Reimagining Science and Statecraft in Postcolonial Kenya
Stories from an African Scientist
This book examines the development of medical sciences in postcolonial Kenya, through the adventures and stories of the controversial Kalenjin scientist Davy Kiprotich Koech. As a collaborative life story project, it privileges African voices and retellings, re-centring the voice of African scientists from the peripheries of storytelling about science, global health research collaborations, national politics, international geopolitical alliances, and medical research.
Focusing largely on the development of the Kenya Medical Research Institute (KEMRI) and its collaborations with the US Centers for Disease Control, the Walter Reed Project, Japan’s International Cooperation Agency, the Wellcome Trust, and other international partners, Denielle Elliott and Davy Koech challenge euro-dominant representations of African science and global health in both the contemporary and historical and offer an unconventional account which aims to destabilize colonial and neo-colonial narratives about African science, scientists, and statecraft. The stories force readers to contend with a series of questions including: How do imperial effects shape contemporary medical research and national sovereignty? In which ways do the colonial ghosts of early medical research infuse the struggles of postcolonial scientists to build national scientific projects? How were postcolonial nation-building projects tied up with the dreams and visions of African scientists? And lastly, how might we reimagine African medicine and biosciences?

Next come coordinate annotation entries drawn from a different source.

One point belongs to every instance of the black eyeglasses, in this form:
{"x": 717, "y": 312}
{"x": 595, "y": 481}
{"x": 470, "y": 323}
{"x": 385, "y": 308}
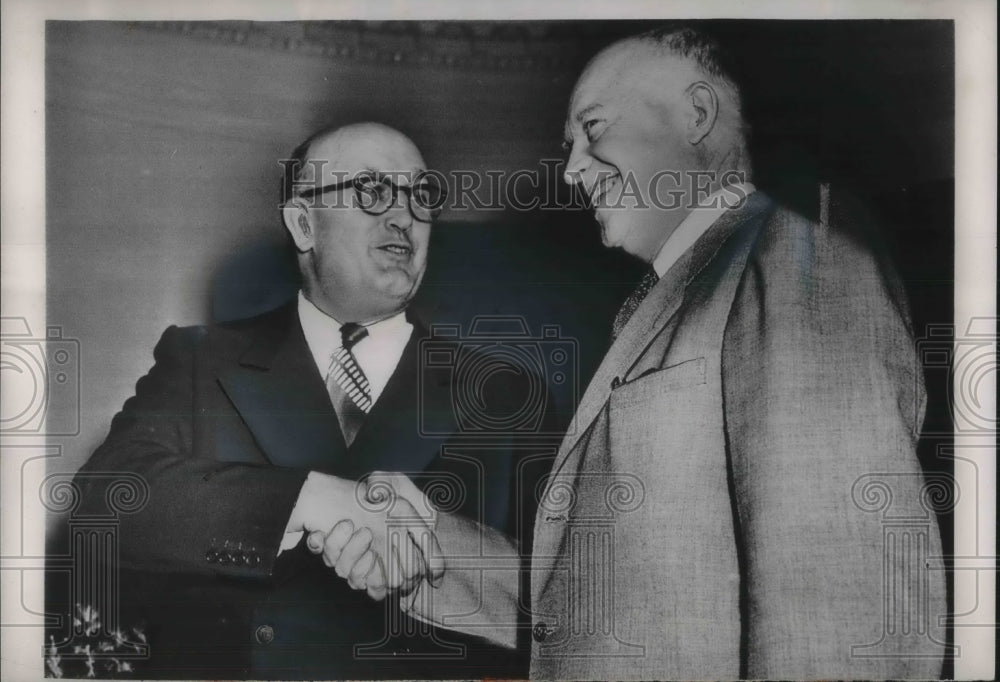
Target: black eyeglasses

The monograph will be of interest to students, educators, and scholars working in African Studies, Science and Technology Studies, Postcolonial Studies, Global Health, Cultural Anthropology, and Medical Anthropology.
Table of Contents
List of Illustrations
The Art of Storytelling / Stories of Science: An introduction
- Colonial Administration
- Soliat Primary School
- Growing up During Independence
- Student Life and Education Reforms
- Kericho Tea Hotel
- On Becoming a Scientist
- HLA tissue-typing and kidney transplants in Kenya
- Science and Technology Amendment Act
- Daniel arap Moi
- National Politics
- The Kenya Medical Research Institute
- Division of Vector Borne Diseases
- Wellcome Trust
- Walter Reed Project / US Army Research Unit
- The US Embassy and the CDC
- The KEMRON Trial
- Saba Saba and the KEMRON Results
- Kinshasa and Racial Politics
- A Son’s Death
- Collaborative agreements and fiscal irregularities
- The Accusations
- Ethics and Anti-Corruption Commission
- The Arrest
- Corporate executive
Epilogue by Davy Kiprotich Koech
Denielle Elliott is an Associate Professor in the Departments of Social Science and Anthropology at York University in Toronto, Canada with cross-appointments in the graduate programs of International Development Studies, and Science, Technology and Studies. She is a founder and co-curator of the Centre for Imaginative Ethnography, and writes on questions relating to social suffering, colonialism, morality, and the politics of medicine.
Stories attest to the profoundly relational nature of human experience and achievement. With these engaging tales from the life of one of Kenya’s most prominent scientists, Denielle Elliott’s book reveals the intricate web of relationship and heritage through which postcolonial citizens here and elsewhere pursue knowledge, negotiate statecraft, and navigate the promises and pitfalls of transcontinental connection.
Anand Pandian, Johns Hopkins University, USA
This book delivers a rare first-person account of international research by an African scientist. It is a book about experiments, by medical researchers facing a terrible plague, by an ambitious man in post-colonial Kenya, and by an anthropologist looking for new ways to narrate stories about African science. Davy Kiprotich Koech bravely recalled his memories of a sometimes controversial life in interviews with Denielle Elliott. Elliott’s sensitive framing of Koech’s testimony offers critical insight into the politics of knowledge in Africa, of power in Kenya, and of the ways that stories make selves.